Replies are listed 'Best First'.
Re^3: Inline::C-Cookbook's "Object Oriented Inline" (bless'd ref)
by sfink (Deacon) on Sep 06, 2007 at 18:18 UTC
    In Perl, take two references to the same variable. Bless one. Note that the other reference is now blessed. Conclude that the blessed state is stored in the referenced variable not in the reference (not that surprising).

    I proved it to myself by blessing a reference in Perl then passing it to dump_sv. My question is "why?"

    The semantic difference is exactly what you said -- the blessing is shared by all references to the value. But I still don't understand why those semantics are more useful than the alternative. I'm not claiming that it should be the other way around, just that I personally don't know the reason why it is one way and not the other.
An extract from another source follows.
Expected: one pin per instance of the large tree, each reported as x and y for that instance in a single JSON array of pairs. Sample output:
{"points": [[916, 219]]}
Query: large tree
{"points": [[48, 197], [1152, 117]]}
    Thinking through it, I realize that if it were the other way around (blessed references were actually blessed references), then you could have the same data item with multiple references pointing to it, each blessed with a different package. If each of them defines a DESTROY, which DESTROY should get called? Or more to the point, when should DESTROY be called? The way it is now (blessed referents), DESTROY is called when the last reference to the data item goes away, which makes a lot of sense. If references were blessed, then you would have to call DESTROY whenever any of the references themselves went away, which would result in multiple DESTROYs getting called for the same data item (each with a different package). And destroying references isn't really that interesting anyway (they don't really have any data to diddle with); destroying the data item is.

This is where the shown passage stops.